Olmert, meeting Rice, vows to press Hizbollah war
JERUSALEM, July 25 (Reuters) Israel agreed today to allow aid airlifts to Lebanon but said it was determined to pursue a war against Hizbollah that key ally the United States has sanctioned despite a heavy civilian death toll.
After meeting US Secretary of State Condoleezza Rice, Prime Minister Ehud Olmert said both agreed that disarming Hizbollah and deploying an international force in its place in southern Lebanon were key to resolving the two-week-old crisis.
Israel said it would hold a ''security strip'' inside southern Lebanon until that force arrived.

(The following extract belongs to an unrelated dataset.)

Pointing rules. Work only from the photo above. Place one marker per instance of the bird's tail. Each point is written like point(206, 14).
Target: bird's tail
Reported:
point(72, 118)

The war will take centre stage at an international conference in Rome tomorrow where Arab and some European nations are expected to call for an immediate ceasefire over Washington's objections. Rice later flew to Italy.
On the battlefield, Israeli troops and tanks fought Hizbollah inside the guerrilla stronghold town of Bint Jbeil in southern Lebanon. Israel said it killed up to 30 fighters.
Israeli warplanes bombarded Hizbollah's Beirut stronghold and launched 100 strikes across south Lebanon. One attack killed a family of seven, Lebanese security sources said.
Hizbollah rockets killed a 15-year-old girl in an Arab Israeli town in the Galilee, medics said.
A total of 411 people in Lebanon and 42 Israelis have been killed in a conflict that erupted after Hizbollah abducted two Israeli soldiers in a July 12 cross-border raid.
Saudi Arabia's King Abdullah said he feared Israel's offensive could ignite a wider war in West Asia.
But Rice, who visited bomb-battered Beirut yesterday, said it was time for a ''new West Asia''.
''A durable solution will be one that strengthens the forces of peace and democracy in the region,'' she said.